Respon tentang pengajuan revisi izin lingkungan tersebut ditanggapi beragam sejumlah pihak. Terutama masyarakat yang sudah dibuat gusar soal nasib kehidupannya dikemudian hari.

Selain itu, Manajer Kampanye Wahana Lingkungan Hidup (WALHI) Jawa Barat, Wahyu Widianto menilai, pengajuan permohonan revisi izin lingkungan merupakan upaya untuk mencederai proses hukum.

(baca : Proyek PLTU Unit II Cirebon Terus Berjalan, Ditengah Penolakan Masyarakat)

Pada putusan persidangan, PT CEP dianggap tidak mematuhi persyaratan tata ruang. Sehingga pengadilan mewajibkan pemberi izin–Dinas Penanaman Modal dan Pelayanan Terpadu Satu Pintu (DPMPTSP) Jawa Barat untuk mencabut izin lingkungan.

 

Sejumlah nelayan Cirebon berunjuk rasa di depan Kantor Pengadilan Tata Usaha Negeri (PTUN) Bandung, Jabar, Kamis (19/04/2017) lalu. Gugatan mereka mengenai pencabutan izin lingkungan PLTU II Cirebon yang merusak lingkungan akhirnya dikabulkan majelis hakim. Foto : Donny Iqbal

 

Wahyu yang mewakili masyarakat terdampak mempertanyakan dasar dari permohonan revisi izin lingkungan. Pasalnya, kebijakan RTRW Kabupaten Cirebon yang dimaksud belum dilakukan perubahan.

Dari penulusuran WALHI, menunjukan tidak ada satupun hukum yang meligitimasi perubahan RTRW Kabupaten Cirebon. Dugaan sementara, PT CEP bisa saja melakukan kebohongan publik dengan dalih adanya perubahan tersebut.

Karena terjadi pelanggaran tata ruang –dalam dokumen AMDAL yang merupakan dasar dari izin lingkungan, harus dikembalikan ke pemrakarsa dan otomatis tidak dapat dinilai.

“Ada kejahatan tata ruang disini (PLTU II). Artinya juga terdapat ketidaklayakan izin lingkungan PLTU Cirebon yang sangat mendasar dan tidak dapat semata-mata diakali dengan revisi atas izin lingkungan,” tukas dia berdasarkan press rilis yang diterima Mongabay, belum lama ini.

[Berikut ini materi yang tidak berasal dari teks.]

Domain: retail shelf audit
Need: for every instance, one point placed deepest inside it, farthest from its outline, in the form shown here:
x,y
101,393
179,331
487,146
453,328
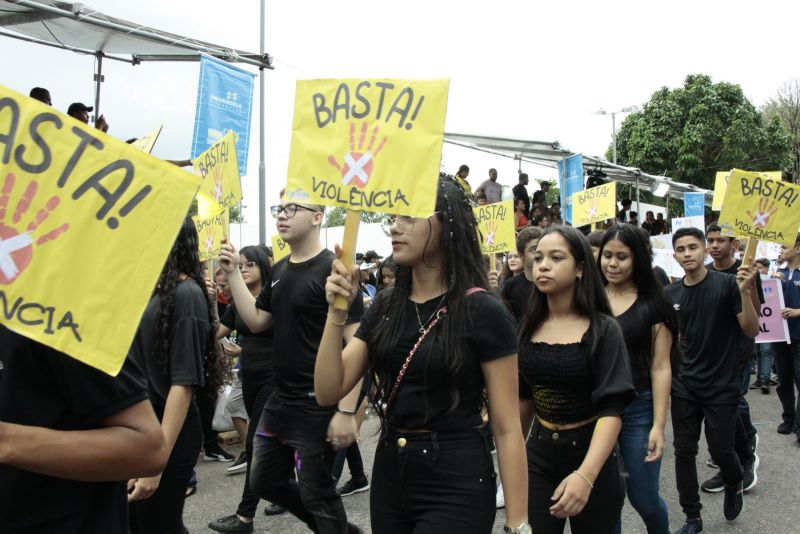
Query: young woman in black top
x,y
174,346
573,356
256,374
433,471
649,326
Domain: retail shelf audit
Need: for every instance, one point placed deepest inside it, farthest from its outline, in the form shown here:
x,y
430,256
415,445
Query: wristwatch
x,y
524,528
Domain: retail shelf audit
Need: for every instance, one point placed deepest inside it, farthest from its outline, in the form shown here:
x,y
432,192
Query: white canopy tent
x,y
549,154
81,29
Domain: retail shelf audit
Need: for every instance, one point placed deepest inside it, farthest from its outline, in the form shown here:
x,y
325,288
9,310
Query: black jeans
x,y
720,424
354,461
162,513
291,438
429,482
552,456
257,386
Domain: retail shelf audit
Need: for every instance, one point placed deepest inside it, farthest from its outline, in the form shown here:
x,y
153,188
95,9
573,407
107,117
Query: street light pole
x,y
628,109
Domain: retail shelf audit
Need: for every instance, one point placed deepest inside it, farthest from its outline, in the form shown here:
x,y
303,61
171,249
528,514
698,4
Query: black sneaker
x,y
692,526
240,465
750,472
215,453
274,509
354,485
713,484
230,523
734,501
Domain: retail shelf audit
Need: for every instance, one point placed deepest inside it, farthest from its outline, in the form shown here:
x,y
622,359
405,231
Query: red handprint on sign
x,y
16,246
359,162
766,209
217,176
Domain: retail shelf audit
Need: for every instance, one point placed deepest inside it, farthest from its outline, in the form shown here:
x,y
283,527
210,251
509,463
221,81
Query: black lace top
x,y
572,383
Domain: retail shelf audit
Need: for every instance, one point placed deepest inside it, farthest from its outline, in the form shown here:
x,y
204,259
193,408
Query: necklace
x,y
419,319
629,291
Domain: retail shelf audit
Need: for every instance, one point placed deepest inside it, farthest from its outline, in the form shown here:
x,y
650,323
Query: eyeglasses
x,y
289,209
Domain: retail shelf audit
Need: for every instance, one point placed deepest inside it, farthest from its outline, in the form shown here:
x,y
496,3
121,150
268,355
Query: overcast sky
x,y
518,69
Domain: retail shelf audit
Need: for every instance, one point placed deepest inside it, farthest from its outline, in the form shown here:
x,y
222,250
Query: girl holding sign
x,y
572,355
650,328
433,344
174,347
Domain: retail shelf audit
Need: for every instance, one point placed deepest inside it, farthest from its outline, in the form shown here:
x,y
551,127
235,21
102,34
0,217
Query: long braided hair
x,y
185,258
461,269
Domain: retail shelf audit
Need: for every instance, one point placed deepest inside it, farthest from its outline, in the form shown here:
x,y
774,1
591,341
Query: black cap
x,y
77,107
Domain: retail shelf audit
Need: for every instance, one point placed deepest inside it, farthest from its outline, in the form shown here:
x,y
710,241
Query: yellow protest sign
x,y
497,225
594,204
219,169
147,141
211,229
721,186
757,205
86,222
280,248
370,145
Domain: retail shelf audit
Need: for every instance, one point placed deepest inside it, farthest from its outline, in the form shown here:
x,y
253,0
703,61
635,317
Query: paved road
x,y
770,508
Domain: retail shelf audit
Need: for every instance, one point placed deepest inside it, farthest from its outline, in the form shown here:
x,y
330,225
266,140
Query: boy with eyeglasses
x,y
296,434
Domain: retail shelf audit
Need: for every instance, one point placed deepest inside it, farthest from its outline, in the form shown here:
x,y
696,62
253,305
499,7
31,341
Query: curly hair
x,y
184,258
461,269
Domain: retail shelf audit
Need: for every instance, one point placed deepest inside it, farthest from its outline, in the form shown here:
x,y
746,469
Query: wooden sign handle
x,y
351,222
750,252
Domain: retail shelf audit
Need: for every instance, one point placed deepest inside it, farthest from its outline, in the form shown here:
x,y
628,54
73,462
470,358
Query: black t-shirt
x,y
748,344
256,348
711,340
661,276
637,326
422,402
295,296
189,331
572,383
42,387
516,293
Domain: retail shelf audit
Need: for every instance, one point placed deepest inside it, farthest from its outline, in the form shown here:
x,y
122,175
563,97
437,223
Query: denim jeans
x,y
720,424
430,482
787,362
552,456
642,478
291,438
766,357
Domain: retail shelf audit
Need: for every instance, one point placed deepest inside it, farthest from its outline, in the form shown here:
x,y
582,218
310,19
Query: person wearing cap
x,y
80,111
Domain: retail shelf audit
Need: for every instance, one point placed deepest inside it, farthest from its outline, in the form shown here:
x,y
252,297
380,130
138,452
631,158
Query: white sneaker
x,y
500,498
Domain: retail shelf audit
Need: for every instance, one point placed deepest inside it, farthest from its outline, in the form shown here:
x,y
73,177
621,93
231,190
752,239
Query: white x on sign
x,y
7,247
356,168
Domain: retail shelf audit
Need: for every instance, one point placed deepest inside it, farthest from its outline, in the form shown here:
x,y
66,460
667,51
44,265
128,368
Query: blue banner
x,y
224,102
570,181
694,204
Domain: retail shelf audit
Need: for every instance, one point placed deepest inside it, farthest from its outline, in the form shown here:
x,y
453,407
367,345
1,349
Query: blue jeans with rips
x,y
642,478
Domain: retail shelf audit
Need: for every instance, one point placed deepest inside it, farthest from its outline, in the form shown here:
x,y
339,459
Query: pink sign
x,y
772,326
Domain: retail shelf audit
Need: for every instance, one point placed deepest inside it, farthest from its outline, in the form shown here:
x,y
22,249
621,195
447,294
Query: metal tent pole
x,y
262,180
98,79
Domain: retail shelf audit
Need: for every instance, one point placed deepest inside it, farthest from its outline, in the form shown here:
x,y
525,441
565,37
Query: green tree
x,y
335,217
694,131
785,108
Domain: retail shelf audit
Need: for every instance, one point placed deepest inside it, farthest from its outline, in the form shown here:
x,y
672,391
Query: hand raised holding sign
x,y
228,257
341,283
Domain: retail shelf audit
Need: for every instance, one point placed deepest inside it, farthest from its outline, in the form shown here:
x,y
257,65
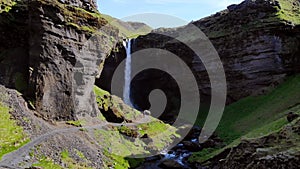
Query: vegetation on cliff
x,y
255,117
12,135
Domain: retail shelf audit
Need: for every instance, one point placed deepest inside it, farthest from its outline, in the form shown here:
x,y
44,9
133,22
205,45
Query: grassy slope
x,y
118,139
126,28
12,136
256,116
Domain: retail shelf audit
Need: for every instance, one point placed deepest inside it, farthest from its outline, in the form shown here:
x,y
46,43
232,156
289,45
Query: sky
x,y
184,10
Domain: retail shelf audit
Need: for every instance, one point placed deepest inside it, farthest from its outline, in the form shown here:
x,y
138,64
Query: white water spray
x,y
126,91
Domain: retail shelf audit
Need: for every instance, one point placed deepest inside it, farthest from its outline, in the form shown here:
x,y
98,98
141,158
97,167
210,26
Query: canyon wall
x,y
51,54
258,43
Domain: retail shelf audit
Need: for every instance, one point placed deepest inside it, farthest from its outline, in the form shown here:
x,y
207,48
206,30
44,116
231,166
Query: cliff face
x,y
257,41
48,53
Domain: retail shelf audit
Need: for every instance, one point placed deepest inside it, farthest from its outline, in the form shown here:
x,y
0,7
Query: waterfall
x,y
126,90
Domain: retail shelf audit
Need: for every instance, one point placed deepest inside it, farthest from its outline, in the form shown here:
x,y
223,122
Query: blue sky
x,y
186,10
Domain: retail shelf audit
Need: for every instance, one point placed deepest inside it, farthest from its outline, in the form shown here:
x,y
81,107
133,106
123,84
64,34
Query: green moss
x,y
20,82
79,154
12,136
71,163
123,27
290,11
255,116
256,111
78,123
6,5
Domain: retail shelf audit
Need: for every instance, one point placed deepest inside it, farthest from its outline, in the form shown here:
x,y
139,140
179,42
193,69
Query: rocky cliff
x,y
257,41
48,53
51,114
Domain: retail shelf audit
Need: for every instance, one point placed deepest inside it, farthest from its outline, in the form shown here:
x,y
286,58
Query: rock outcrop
x,y
257,41
50,52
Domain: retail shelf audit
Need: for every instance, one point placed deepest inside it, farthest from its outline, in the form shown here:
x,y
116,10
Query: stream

Pemrov Jabar dan Pemda Kabupaten Cirebon diminta melakukan kajian lingkungan hidup strategis (KLHS) dalam revisi RTRW Kabupaten Cirebon sebagaimana amanat UU 32 tahun 2009 tentang lingkungan hidup.

Tertulis bahwa setiap dokumen perencanaan kebijakan rencana program (KRP) untuk memastikan konsep pembangunan berkelanjutan sudah terintegrasi kedalam dokumen RTRW.

 

PLTU batubara di Cirebon, ada di depan perkampungan nelayan. Mereka khawatir kala PLTU unit II bakal dibangun. Foto: Indra Nugraha

 

Pemerintah Harus Konsisten

Berdasarkan data Kementerian ESDM, proyeksi produksi batubara nasional sekitar 413 juta ton tahun 2017. Dari jumlah itu, 121 juta ton diperuntukan untuk pemenuhan dalam negeri termasuk bahan baku PLTU. Sejauh ini, andalan pemenuhan kebutuhan energi listrik dan target nasional 35.000 MWT, 50% masih didominasi oleh PLTU dengan kebutuhan batubara rata – rata 80 – 90 juta per tahun. Sisanya 25% BBM dan 25% dari energi baru terbarukan (EBT).

Pertamina juga memprediksi minyak bumi akan mengalami defisit mencapai angka 800.000 barel setara minyak per hari (BOEPD) tahun 2020. Sementara perhitungan terbaru cadangan minyak bumi sekitar 3.3 miliar barel serta cadangan gas bumi sekitar 101 triliun kaki kubik.

Pada tahun-tahun mendatang bakal mengalami defisit pasokan dan kebutuhan minyak bumi akan semakin lebar seiring menipisnya cadangan. Hal itu dikarenakan kebutuhan konsumsi yang terlampau membesar.

(baca : Oase Batubara untuk PLTU Bisakah Dihentikan?)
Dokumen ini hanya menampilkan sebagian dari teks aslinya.